Amherst’s holiday house tour will help preserve town’s historic meetinghouse

AMHERST – Susan Fischer’s house was in rough shape when she and her husband, Tim, bought it in 1996.

Now, after years of renovation, it has the cozy charm of a place that’s been well-loved and cared for.

Their 19th century house, known as the Blunt House, will be one of six homes on the Christmas in Amherst Village House Tour scheduled for Saturday, Dec. 14.

Joel Brown, who was the county’s register of probate, built the house on a lot that was close to the jail around 1835.

In 1852, it was purchased by a wealthy merchant named John Blunt Jr., and it stayed in the Blunt family for more than three decades.

The next owner was a doctor named Herbert D. Hicks, and the part of the house where he saw his patients is now part of the eating area of the Fischers’ kitchen.

Hicks only lived about four years after he bought the house, but it stayed in his family for 75 years.

Four rooms of the Blunt House will be open for the tour, including the parlor, with its ornate antique cast-iron fireplace insert that was used by the Hicks family.

The house tour is
from 10 a.m.-4 p.m. and all the homes will be decorated by the homeowners and local florists.

There is free parking at nearby Clark and Wilkins schools and vans will take those who don’t want to walk to the homes and the church.

Tickets are $30 in advance and $40 the day of the tour.
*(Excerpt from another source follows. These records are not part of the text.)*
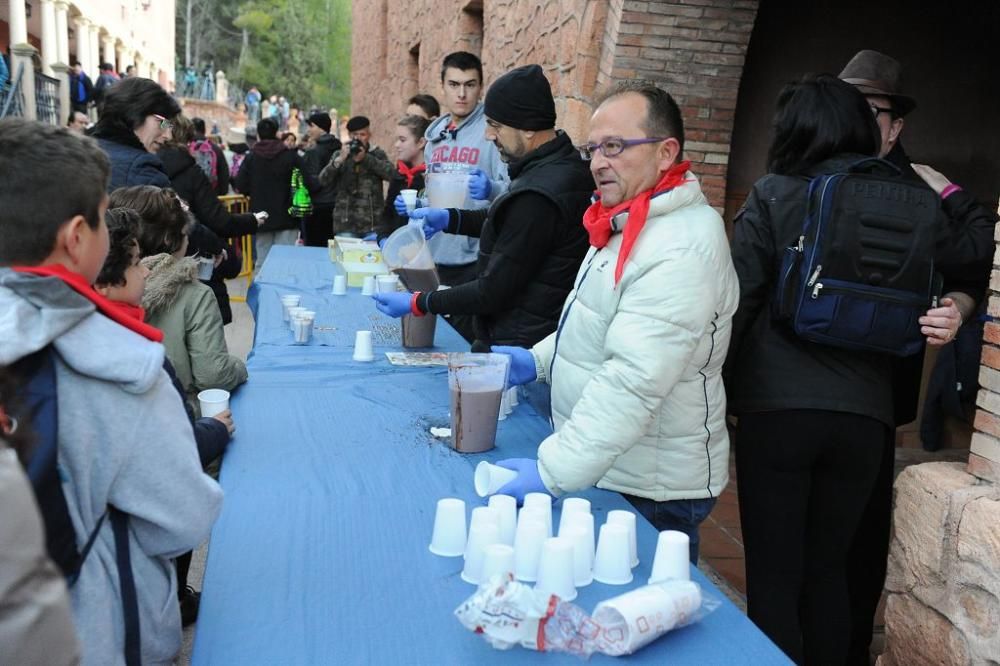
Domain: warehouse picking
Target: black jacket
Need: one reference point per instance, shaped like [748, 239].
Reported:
[266, 177]
[769, 367]
[313, 161]
[531, 244]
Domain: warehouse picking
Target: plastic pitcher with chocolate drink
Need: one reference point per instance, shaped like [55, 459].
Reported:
[476, 382]
[406, 254]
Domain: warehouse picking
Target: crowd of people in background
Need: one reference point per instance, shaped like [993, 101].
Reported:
[629, 301]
Lunch in the church’s Community Room is $10 and tickets must be purchased by Saturday, Dec. 7.

Proceeds will support the continued maintenance of the Congregational Church of Amherst, the town’s original meeting house.

Order tickets online at www.ccamherst.org/cav or buy they at the church office or by calling 673-3231. They are also available at the Black Forest Cafe, Moulton’s Market, Amherst Garden Center & Flower Shop, My Featured Nest and Milford’s Toadstool Bookshop.

From the Christmas in Amherst Village House Tour booklet

The Meetinghouse, constructed from 1771 to 1774 in the unsettled primitive frontier, displays incredible Yankee ingenuity and determination. On Oct. 4, 1770, 110 taxpayers voted to build a huge new meetinghouse and to raise 150 pounds of “lawful money” to defray the initial expense.

The winter loggers were sent to search the surrounding forest for five virgin trees to cut for the 70-foot long timbers needed for the sills, plates and ridgepole. Oxen dragged them out over the ice and snow. The green logs were hewn with broad axes. Green timber weighs tons; one log weighed approximately 4,550 pounds. A single truss for the roof weighed nearly 10,000 pounds*. Oak posts bear this incredible weight, and the post and beam design permits the huge interior spaces with no inside posts to obstruct views.

Using primitive hand tools, the builders created an engineering miracle.

No one knows how the steeple was lifted into place, but raising the meetinghouse was a townwide event calling for all the muscular strength of the countryside and “eight barrels of rum.”

The town voted to sell the meetinghouse to the First Congregational Church and Society in 1832, but retained ownership of the clock tower and the right to use the building for town meetings. In 1836, the church was moved off the common, across the street to its present site, turned 90 degrees and modernized with a pedimented Greek Revival facade that enveloped the clock tower.

Today you can visit the sanctuary decorated for Christmas in a simple traditional New England style. The present chancel was rebuilt in 1950, and two side alcove rooms that now hide two of the long exterior windows were added. The 1871, Johnson Tracker organ is hidden behind the back of the chancel.